Voyage au pays des neiges
Après, presque engourdie, j’ai filé comme un automate pour récupérer le sac à dos puis faire tout ce qu’on fait toujours dans un aéroport : donner ses papiers, laisser les douaniers vérifier, puis passer son sac aux rayons x. Et tout d’un coup, puisque c’est obligatoire au Tibet, nous nous sommes retrouvés avec notre pseudo groupe dans un van. Le groupe, toujours le groupe. Pour arriver à Lhassa depuis Chengdu, il faut un groupe même s’il se dissipe après. Ce sont les Chinois qui nous l’expliquent. Ensuite pour faire simple, on descend au Yak quelque chose. Là, la tête tourne, on marche au ralenti ; pas faim, soif. Tout se fait lentement !

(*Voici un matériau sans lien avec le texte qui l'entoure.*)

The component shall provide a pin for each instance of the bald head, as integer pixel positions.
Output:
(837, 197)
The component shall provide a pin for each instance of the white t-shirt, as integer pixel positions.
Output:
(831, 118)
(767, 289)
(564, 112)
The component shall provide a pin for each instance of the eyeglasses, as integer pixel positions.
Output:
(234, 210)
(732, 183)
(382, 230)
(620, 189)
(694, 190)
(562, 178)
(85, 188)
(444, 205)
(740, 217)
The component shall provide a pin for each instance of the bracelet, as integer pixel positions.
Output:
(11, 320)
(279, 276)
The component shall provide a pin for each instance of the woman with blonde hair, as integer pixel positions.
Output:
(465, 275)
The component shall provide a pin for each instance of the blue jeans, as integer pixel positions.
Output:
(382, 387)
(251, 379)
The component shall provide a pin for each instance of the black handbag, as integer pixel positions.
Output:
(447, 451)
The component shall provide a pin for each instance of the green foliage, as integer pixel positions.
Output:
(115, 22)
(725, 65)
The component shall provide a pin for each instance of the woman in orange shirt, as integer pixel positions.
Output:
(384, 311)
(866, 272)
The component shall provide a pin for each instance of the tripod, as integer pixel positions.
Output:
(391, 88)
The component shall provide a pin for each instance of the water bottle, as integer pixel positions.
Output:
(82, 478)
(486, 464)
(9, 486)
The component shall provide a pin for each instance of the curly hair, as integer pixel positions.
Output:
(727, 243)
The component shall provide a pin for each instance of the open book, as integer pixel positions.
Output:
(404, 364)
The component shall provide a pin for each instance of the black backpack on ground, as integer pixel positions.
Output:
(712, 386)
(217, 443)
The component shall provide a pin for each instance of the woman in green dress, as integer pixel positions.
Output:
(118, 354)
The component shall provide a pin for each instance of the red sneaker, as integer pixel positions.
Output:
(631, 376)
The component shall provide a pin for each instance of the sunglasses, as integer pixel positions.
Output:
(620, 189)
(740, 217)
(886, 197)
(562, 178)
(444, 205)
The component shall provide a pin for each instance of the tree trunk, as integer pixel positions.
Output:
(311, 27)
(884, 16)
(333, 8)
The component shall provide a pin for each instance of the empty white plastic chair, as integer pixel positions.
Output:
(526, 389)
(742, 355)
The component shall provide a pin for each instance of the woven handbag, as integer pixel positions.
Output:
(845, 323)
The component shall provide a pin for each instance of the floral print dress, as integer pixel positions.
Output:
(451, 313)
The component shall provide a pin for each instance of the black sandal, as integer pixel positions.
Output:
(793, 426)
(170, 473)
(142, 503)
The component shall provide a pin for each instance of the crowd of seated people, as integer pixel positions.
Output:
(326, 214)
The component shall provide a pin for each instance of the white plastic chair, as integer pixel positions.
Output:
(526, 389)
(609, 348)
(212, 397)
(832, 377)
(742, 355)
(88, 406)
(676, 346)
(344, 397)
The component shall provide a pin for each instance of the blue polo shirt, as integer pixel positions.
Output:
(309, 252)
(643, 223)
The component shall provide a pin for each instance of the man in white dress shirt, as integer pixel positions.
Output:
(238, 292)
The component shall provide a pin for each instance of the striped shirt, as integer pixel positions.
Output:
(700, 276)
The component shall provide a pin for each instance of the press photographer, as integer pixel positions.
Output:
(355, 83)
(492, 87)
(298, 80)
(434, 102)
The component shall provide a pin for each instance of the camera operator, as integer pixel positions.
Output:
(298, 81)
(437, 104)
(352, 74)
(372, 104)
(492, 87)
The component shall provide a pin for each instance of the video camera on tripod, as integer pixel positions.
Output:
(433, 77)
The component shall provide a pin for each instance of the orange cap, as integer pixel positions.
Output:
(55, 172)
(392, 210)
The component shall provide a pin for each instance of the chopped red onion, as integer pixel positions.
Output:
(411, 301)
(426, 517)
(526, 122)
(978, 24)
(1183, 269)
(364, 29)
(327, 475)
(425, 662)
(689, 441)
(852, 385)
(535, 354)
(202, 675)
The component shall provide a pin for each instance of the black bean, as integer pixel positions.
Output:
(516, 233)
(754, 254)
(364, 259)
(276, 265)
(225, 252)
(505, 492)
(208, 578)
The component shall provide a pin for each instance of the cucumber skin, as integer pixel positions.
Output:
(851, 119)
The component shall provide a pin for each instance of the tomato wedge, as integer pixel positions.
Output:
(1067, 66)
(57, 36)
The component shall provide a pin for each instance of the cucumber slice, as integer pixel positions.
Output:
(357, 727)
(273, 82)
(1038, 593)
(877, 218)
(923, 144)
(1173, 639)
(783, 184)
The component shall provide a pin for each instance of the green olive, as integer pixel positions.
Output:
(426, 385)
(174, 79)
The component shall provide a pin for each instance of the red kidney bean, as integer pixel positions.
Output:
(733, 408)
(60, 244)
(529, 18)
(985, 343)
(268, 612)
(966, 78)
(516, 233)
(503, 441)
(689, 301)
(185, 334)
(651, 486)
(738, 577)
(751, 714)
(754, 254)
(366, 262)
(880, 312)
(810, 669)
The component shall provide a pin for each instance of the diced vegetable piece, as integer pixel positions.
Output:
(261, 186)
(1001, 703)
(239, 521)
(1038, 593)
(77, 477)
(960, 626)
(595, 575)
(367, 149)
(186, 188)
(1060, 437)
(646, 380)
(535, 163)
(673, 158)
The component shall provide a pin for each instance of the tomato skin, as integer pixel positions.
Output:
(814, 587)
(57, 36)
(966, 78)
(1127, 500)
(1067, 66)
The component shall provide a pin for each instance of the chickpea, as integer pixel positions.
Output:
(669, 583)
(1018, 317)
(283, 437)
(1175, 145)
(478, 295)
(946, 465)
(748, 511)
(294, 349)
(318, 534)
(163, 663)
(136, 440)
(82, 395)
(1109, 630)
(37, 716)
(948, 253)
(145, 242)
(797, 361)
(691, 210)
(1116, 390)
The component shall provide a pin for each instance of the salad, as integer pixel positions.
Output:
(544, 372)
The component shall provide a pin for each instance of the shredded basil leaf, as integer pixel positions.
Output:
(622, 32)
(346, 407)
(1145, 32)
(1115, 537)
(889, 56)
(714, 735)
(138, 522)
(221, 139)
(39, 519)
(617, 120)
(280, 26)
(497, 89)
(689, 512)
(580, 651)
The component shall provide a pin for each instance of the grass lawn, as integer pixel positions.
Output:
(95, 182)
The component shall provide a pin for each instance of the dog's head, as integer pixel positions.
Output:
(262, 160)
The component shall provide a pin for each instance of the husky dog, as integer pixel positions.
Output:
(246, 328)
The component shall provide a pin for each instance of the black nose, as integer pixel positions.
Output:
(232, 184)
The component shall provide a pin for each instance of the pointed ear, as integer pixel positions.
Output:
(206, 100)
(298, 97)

Vers 18 heures, le pas hésitant, un tour dans le vieux Lhassa s’impose à nous comme urgence. C’est là un flot d’hommes, de femmes, et d’enfants qui déferle. La marche est sûre et décidée. Ce sont des gens habités que je vois là. La souffrance, la lutte et les privations qui marquent leurs visages n’ont pas eu raison d’eux. Voilà : ils sont arrivés. Leur coeur est plein. Et je souris devant ces pèlerins si heureux, que leur bonheur se partage dans un indicible regard échangé. Nous sommes là, et puis comme si c’était normal nous prenons part à cette sorte de fête et tournons autour du Jokhang, dans une danse sacrée. Nous rions avec la naïveté des enfants qui ont rencontré de nouveaux amis. C’est du Kham, de l’Amdo et de la région autonome du Tibet, que viennent toutes ces jambes fatiguées par les kilomètres avalés. Les nomades sont si dignes, je les observe longtemps. Mes yeux regardent leur grâce et je prends conscience du chemin parcouru. Il y a ce garçon – le front blessé à force de se prosterner – à qui les pèlerins donnent un billet pour ses offrandes. Plus loin, une petite famille se tient la main en signe de joie. Ils sont tous là en quête de la même paix.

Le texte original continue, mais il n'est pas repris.